Ketika Dewi mengikuti Hendro masuk rumah, dia melihat ketiga anaknya duduk di tepi ranjang dan bercerita dengan sutri Hendro.

"Mas Hendro, maafkan aku, aku benar-benar merepotkanmu hari ini." Dewi sangat malu.

"Mas Hendro dan Mbak Hindun, kalian sangat baik kepada semua anak." Hindun kemudian menghidangkan hangat dalam panci untuk Dewi. "Kau makan juga. Kamu pasti lapar setelah bekerja seharian l."

Dewi buru-buru bangkit dan melambaikan tangannya berulang kali, "Mbak, aku sudah merepotkanmu, aku sangat malu menerima makanan ini."

"Wi, anak-anak sudah memakannya, kami sudah menyiapkan ini untuk kalian berdua.

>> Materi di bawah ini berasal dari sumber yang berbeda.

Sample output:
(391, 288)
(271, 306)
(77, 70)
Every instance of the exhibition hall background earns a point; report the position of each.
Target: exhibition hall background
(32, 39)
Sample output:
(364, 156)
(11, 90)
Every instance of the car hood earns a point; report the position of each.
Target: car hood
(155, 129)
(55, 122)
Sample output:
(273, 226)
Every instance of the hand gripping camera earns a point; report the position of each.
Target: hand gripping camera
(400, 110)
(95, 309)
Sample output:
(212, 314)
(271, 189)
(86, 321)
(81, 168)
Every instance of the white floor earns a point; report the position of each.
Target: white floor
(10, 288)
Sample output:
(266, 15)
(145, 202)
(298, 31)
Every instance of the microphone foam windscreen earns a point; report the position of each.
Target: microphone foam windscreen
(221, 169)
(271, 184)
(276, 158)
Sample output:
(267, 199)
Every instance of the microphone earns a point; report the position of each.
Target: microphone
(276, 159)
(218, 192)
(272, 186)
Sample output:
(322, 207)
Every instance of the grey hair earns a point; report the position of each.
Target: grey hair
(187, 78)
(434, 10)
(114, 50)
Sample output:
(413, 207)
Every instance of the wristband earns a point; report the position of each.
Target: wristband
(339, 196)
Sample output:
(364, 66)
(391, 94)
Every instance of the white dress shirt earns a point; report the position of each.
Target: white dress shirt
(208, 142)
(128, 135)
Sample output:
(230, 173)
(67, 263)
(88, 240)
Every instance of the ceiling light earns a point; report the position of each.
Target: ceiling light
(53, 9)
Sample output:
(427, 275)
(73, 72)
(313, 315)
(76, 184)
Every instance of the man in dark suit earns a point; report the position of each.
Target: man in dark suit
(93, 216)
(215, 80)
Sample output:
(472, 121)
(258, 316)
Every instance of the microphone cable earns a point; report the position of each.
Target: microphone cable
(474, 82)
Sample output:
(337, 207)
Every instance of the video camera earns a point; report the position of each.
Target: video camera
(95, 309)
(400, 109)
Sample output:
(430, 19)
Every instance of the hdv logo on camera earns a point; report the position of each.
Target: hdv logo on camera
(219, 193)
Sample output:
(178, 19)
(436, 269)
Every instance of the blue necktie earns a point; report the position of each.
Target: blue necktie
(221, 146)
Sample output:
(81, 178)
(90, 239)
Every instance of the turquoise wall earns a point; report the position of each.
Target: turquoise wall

Keluarga kami tidak punya apa-apa. Jadi makanlah. Ayo, Eka, temani ibumu makan."

Eka menatap ibunya, Dewi mengangguk padanya. "Mbak, kami makan, ya".

Nyatanya, Dewi dan Eka benar-benar lapar. Setelah memakan semangkuk mie, mereka merasa puas.

Setelah makan, Hendro ingin mengantar Dewi pulang. Namun, mereka dikejutkan dengan suara Restu yang memanggil dari kejauhan. Anak-anak dengan bersemangat menjawab dari kejauhan, "Ayah, di mana kita di sini".

Ketika Restu menemukan istri dan anaknya, ia menyadari jika ada orang yang sangat ia kenal diantara mereka. Restu bertanya dengan heran. "Mas Hendra, kamu tinggal disini?".

Hendra Tersenyum dan berkata, "Restu, tadinya aku akan mengantar mereka kembali. Kebetulan jika kamu disini, kamu bisa gunakan gerobakku untuk membawa barang dan kembalikan saja besok ."

Melihat Hendra mendorong gerobak, Restu kaget. Ia tak tahu apa saja yang berhasil dikumpulkan istri dan anaknya hari ini.

"Baiklah, aku pinjam gerobak ini dulu. Terimakasih atas bantuanmu hari ini. Lain kali, datanglah ke rumahku."

Tak lama setelah berpamitan. Restu mendorong gerobak menembus keheningan malam. Gerobak itu ramai berderit diiringi teriakan anak-anak yang girang.

"Wi, mengapa kamu bekerja sangat keras hari ini?".

Sebelum Dewi sempat berbicara, Reno buru-buru berkata, "Ayah, kami mengambil makanan enak hari ini. Mungkin Ayah belum pernah melihatnya. Ayah kenari? Apakah kenari bisa kita jual untuk mendapatkan uang?."

Kalimat terakhir Reno nampak bergumam, tetapi orang-orang di sekitarnya mendengarnya dengan jelas, "Kak, kita memang bisa menjualnya. Tapi entah disini ada yang membelinya atau tidak?".

Retu yang mendorong gerobak dan mendengarkan pembicaraan anak-anak, menyela, "Ayah pikir ini bisa dijual. Ayah akan menawarkannya besok. Jika memang bisa dijual, ayah akan menjualnya sebagian dan sebagian lagi untuk disimpan. Uang hasil penjualan kita belikan makanan lain. Bagaimana menurut kalian, setuju? ".

"Ayah, jika bisa dijual, kita harus menjual semuanya. Kita butuh uang untuk bertahan hidup."

Kalimat Eka mewakili hati setiap orang. "Ya, jual saja semuanya Ayah."